|
|
|
|
|
by FroshKiller
220 days ago
|
|
Here's the extent of my interest: I take my understanding of your use case and specifications, then I write source code that tries to generate as few instructions to suit your needs as possible while still being comprehensible to the next maintainer. The app should write records to a database? Fine. Here's where you configure the connection. The app in production is slow because the database server is weak? Not my problem, talk to your DBA. The app should expose an HTTP endpoint for liveness probes? Fine. It's served from the path you specified. Your reused it for an external outage check, and that's reporting the service is down because the route timed out due to your ops team screwing up the reverse proxy? Literally not my problem, I could not care less. |
|
Okay, so, what is the DBA to do? Double the server capacity to "see if that helps"?

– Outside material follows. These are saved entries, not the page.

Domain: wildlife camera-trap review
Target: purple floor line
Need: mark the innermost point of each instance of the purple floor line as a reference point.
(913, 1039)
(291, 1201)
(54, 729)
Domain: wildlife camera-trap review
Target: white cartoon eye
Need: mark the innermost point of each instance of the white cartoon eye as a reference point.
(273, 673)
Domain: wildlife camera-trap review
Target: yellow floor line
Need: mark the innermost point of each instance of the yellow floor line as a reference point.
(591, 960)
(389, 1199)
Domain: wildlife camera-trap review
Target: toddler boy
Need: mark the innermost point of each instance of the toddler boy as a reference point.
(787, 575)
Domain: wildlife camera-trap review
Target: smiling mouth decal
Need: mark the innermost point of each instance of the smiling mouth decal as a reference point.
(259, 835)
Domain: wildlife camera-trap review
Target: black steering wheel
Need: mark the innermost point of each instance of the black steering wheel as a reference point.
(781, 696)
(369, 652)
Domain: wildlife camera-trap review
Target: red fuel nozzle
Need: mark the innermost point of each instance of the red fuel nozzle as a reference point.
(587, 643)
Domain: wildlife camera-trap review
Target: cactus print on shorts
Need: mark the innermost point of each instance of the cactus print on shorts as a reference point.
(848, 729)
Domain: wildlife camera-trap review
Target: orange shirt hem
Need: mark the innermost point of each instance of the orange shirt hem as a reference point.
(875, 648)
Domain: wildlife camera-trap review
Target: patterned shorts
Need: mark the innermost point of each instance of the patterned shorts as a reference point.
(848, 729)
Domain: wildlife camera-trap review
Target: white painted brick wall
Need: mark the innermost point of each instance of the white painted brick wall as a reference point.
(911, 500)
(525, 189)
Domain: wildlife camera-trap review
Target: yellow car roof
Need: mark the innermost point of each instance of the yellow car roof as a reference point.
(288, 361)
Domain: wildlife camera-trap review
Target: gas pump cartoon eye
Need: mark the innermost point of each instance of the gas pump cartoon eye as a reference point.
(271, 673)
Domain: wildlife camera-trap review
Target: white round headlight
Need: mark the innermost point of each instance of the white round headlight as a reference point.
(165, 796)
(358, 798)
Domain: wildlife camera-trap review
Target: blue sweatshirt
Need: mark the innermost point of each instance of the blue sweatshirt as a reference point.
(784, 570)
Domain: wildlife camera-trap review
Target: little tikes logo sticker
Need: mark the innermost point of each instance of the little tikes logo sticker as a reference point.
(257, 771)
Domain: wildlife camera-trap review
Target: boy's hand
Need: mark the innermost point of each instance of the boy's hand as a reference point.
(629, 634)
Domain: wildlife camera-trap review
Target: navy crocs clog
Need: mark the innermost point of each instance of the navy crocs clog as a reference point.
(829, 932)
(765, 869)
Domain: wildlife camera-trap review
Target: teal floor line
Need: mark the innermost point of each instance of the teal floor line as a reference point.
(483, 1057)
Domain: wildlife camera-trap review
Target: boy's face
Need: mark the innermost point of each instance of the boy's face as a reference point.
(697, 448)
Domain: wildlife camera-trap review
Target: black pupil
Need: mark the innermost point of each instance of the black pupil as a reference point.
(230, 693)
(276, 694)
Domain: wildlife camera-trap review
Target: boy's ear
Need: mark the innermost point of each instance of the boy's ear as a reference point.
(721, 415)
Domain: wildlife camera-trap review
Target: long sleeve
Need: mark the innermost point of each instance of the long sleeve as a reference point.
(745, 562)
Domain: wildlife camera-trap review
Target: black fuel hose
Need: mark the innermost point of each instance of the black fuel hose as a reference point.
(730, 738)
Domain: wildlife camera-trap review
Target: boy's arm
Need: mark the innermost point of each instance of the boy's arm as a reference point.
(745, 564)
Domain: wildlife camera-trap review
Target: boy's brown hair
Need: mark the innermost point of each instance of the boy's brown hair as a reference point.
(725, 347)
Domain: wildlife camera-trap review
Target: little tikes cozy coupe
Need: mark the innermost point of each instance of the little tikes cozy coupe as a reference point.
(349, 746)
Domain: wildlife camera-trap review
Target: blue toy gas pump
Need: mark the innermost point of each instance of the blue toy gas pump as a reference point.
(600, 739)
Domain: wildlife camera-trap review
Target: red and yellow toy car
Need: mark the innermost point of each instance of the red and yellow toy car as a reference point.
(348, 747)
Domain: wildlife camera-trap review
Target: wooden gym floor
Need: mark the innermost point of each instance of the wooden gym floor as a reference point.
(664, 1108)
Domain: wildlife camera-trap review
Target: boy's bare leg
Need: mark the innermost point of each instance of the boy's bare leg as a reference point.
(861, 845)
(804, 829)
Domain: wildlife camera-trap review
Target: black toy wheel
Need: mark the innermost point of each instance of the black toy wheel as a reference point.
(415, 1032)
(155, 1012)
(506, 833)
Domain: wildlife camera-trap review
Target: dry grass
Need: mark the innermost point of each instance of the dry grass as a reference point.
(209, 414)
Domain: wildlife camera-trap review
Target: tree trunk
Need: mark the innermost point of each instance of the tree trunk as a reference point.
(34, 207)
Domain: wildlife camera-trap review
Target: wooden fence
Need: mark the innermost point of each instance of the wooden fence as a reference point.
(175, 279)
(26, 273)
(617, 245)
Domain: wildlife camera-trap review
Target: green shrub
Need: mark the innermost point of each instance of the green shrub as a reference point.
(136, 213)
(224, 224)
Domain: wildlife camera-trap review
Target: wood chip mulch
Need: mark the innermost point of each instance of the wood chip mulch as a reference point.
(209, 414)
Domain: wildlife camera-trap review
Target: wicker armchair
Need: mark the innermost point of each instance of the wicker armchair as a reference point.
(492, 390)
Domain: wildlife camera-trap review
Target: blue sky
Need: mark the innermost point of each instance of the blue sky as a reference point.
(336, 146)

It didn't, and now the opex of the single most expensive cloud server is 2x what it was and is starting to dwarf everything else... combined.
Maybe it's "just" a bad query. Which one? Under what circumstances? Is it supposed to be doing that much work because that's what the app needs, or is it an error that it's sucking down a gigabyte of data every few minutes?
How is the DBA to know what the usecases are?
The best tools that solve these runtime performance are modern APM tools like Azure App Insights, Open Telemetry, or the like.
Some of these products can be injected into precompiled apps using "codeless attach" methods, and this works... okay at best.
So SysOps takes your code, layers on an APM, sees a long list of potential issues... and the developers "don't care" because they think that this is a SysOps thing.
But if the developer takes an interest and is an involved party, then they can integrate the APM software development kit, "enrich" the logged data, log user names, internal business metadata, etc... They log on to the APM web portal and investigate how their app is running in production, with real-world users instead of synthetic tests, with real data, with "noisy neighbours", and all that.
Now if Bob's queries are slowing down the entire platform, it's a trivial matter to track this down and fix Bob's custom report SQL query that is sucking down SELECT * FROM "MassiveReportView" and killing the entire server.
Troubleshooting, performance, security, etc... are all end-to-end things. Nobody can work in isolation and expect a good end result.